From Cipher to Code: Crafting a PyTorch Solution for Pigpen

This post explores the Pigpen cipher, a hallmark of Freemasonry that uses symbols instead of letters. Its allure extends from historical novels to escape rooms, presenting a distinctive challenge. Despite the prevalence of advanced technology, understanding foundational ciphers like Pigpen is crucial for comprehending sophisticated encryption techniques. My fascination with Pigpen began in grade school, inspiring me to delve deeper into its mysteries with friends. In this project, I developed a PyTorch model that decodes Pigpen with over 95% accuracy. For more details and access to the model, please visit my GitHub or the Kaggle page dedicated to this project.

Understanding the Pigpen Cipher

The Pigpen cipher, also known as the Freemason’s cipher, substitutes letters for symbols based on a grid system, earning it the moniker ‘Tic Tac Toe cipher’ due to its distinctive layout. This cipher is unique for its use of geometric shapes as a means of encoding, offering simplicity coupled with secrecy. Initially utilized by Freemasons for confidential records, its utility has since expanded to military purposes and puzzles in popular culture. Although it might seem like a curiosity in the current digital age, the principles underlying the Pigpen cipher are essential for anyone learning the basics of cryptography. The adaptation of this cipher for machine learning introduces specific challenges, particularly in transforming geometric symbols into a format understandable by a model. Creating a targeted dataset for image recognition and classification in PyTorch underscores the convergence of age-old encryption methods with cutting-edge technology.

Setting Up the Project

In the realm of machine learning, PyTorch is renowned for its adaptability and user-friendliness, making it a go-to framework for research and development initiatives. Its dynamic computational graph and optimized memory management make it particularly suited for projects that necessitate bespoke architectures or frequent modifications.

The initial phase of our project involves setting up the PyTorch environment. Essential steps include installing the most recent version of PyTorch, ensuring it is compatible with our Python setup. Additionally, we incorporate libraries like NumPy, for advanced mathematical functions, and Matplotlib, for data visualization purposes.

Creating The Pigpen Dataset

Creating a dataset for the Pigpen cipher required an innovative approach, as no predefined dataset was available for this unique cipher. To begin, I developed a script to generate images for every symbol in the Pigpen cipher’s alphabet (link to GitHub), ensuring comprehensive coverage. The initial dataset comprised images rendered using the Python Pillow library. Ultimately, I produced four distinct ‘imagesets’ to capture all possible symbols, employing various brushtypes in Paint for diversity, simulating different handwriting styles.

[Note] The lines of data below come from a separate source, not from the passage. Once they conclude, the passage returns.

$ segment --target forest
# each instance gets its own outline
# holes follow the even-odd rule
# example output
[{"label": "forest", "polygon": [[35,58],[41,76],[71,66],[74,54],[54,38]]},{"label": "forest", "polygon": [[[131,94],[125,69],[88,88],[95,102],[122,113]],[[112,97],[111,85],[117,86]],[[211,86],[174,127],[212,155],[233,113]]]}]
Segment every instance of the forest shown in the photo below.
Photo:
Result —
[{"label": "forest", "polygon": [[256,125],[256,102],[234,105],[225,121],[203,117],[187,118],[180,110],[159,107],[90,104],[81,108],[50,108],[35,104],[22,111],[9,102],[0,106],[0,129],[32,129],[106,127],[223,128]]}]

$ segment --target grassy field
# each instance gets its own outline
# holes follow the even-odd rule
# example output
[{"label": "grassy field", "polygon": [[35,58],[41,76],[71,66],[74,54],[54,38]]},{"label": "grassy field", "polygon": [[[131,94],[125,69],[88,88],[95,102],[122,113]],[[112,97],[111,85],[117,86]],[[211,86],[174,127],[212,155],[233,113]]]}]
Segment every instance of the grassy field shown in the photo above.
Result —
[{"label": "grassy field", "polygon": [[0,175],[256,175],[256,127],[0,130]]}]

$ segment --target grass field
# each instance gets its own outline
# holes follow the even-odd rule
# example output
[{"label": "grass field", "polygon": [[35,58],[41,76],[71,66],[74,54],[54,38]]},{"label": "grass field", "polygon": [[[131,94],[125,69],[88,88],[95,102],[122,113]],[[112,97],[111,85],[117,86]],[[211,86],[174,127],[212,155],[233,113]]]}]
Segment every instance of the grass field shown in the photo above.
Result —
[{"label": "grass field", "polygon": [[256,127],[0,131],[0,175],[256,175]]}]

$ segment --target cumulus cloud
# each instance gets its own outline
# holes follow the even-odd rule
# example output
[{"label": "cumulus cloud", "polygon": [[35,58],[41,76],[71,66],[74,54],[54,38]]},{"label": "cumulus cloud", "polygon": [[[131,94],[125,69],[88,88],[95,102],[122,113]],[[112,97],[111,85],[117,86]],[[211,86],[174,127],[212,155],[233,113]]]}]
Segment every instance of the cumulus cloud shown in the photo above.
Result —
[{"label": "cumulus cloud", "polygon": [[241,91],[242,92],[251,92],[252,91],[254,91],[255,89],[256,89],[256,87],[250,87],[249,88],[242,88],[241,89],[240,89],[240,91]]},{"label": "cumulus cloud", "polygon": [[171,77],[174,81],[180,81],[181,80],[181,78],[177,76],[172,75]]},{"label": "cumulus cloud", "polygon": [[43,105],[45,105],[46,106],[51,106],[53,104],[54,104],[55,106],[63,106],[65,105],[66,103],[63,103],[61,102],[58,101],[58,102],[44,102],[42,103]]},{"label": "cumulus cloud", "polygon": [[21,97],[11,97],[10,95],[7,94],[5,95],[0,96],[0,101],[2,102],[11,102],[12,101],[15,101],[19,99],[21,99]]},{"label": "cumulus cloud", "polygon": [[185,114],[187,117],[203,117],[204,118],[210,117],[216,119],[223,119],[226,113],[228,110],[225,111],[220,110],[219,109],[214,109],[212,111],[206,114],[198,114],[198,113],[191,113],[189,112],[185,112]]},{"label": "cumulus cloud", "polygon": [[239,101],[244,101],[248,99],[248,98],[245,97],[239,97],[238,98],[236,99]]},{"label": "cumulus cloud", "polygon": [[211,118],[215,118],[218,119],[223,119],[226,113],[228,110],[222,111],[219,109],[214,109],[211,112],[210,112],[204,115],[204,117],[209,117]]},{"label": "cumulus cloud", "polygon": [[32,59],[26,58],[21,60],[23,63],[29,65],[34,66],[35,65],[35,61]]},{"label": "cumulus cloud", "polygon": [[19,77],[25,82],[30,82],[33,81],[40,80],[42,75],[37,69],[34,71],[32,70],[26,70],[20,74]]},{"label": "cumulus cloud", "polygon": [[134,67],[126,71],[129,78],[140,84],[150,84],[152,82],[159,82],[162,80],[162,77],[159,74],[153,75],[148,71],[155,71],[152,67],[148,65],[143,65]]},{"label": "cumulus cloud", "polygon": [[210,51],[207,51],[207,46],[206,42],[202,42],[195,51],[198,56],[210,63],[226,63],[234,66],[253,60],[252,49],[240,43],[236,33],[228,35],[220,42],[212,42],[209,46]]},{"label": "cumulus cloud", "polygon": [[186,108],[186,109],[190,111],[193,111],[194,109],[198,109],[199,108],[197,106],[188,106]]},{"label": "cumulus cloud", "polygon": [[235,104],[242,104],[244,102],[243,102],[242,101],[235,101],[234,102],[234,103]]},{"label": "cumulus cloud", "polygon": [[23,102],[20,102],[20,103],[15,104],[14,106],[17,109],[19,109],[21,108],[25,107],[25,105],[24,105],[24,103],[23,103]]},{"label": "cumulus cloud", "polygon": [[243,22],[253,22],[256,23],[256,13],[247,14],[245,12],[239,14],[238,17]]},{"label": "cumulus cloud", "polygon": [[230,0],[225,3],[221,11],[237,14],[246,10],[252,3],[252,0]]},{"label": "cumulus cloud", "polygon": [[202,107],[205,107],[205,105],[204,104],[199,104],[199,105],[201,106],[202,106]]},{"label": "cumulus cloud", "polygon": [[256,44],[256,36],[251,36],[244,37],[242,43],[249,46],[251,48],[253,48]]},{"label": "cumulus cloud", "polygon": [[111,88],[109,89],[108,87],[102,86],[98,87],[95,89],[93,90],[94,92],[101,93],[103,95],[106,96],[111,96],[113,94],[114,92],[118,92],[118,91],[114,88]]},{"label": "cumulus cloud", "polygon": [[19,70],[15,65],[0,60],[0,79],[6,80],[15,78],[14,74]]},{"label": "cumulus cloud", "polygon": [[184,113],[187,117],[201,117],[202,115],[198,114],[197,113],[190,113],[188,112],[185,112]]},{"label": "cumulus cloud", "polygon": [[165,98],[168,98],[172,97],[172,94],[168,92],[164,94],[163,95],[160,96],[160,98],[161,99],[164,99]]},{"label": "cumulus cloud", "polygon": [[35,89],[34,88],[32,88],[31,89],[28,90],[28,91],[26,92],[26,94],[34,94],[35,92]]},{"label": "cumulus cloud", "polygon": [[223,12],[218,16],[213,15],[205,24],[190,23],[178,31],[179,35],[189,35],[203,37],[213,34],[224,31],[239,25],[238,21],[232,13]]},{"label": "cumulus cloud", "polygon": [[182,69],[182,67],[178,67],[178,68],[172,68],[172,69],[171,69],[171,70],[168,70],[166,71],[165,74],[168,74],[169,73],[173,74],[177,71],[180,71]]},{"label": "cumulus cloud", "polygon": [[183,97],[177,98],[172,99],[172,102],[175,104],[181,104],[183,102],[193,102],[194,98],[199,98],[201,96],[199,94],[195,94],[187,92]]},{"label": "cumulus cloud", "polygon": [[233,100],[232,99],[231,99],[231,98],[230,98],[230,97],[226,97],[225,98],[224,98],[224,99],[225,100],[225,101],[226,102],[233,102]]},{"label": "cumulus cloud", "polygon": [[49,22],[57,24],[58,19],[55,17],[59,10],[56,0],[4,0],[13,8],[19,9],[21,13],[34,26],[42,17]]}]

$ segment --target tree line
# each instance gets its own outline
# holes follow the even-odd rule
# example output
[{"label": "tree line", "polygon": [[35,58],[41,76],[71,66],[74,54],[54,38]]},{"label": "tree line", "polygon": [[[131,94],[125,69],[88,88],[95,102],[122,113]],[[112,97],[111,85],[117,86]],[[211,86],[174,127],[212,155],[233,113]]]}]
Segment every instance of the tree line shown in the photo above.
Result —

One of the datasets, which I termed ‘brush’, involved hand-drawing symbols to add variation.

To introduce realistic variations in the symbols’ appearance, such as different rotations and slight distortions, I utilized a ‘randomizer/respin’ script (link to GitHub). This approach was crucial for simulating real-world conditions.

Significantly, for the validation and test sets, I increased the level of randomization to challenge the model further, ensuring it learned to recognize symbols beyond simple patterns. This strategy aimed to demonstrate the model’s capability to generalize from the training data to more complex, unseen examples.

The dataset was divided into training, validation, and testing sets, totaling 75,600 images (approximately 47 MB): 54,000 for training, 10,800 for validation, and 10,800 for testing. The final step involved organizing the data for efficient processing by PyTorch, utilizing its DataLoader for seamless batch handling and shuffling.

Upon finalizing the dataset, I made it available on Kaggle for broader access (link to Kaggle Dataset), facilitating further research and experimentation.

Model Design and Development

For our Pigpen cipher project, we selected a Convolutional Neural Network (CNN) architecture, renowned for its efficacy in image recognition tasks. This choice is pivotal for accurately interpreting the visual symbols of the Pigpen cipher. Drawing parallels to classic datasets such as MNIST and FashionMNIST, which share similarities with our project, a CNN approach emerged as the most effective based on prior experiments with these datasets.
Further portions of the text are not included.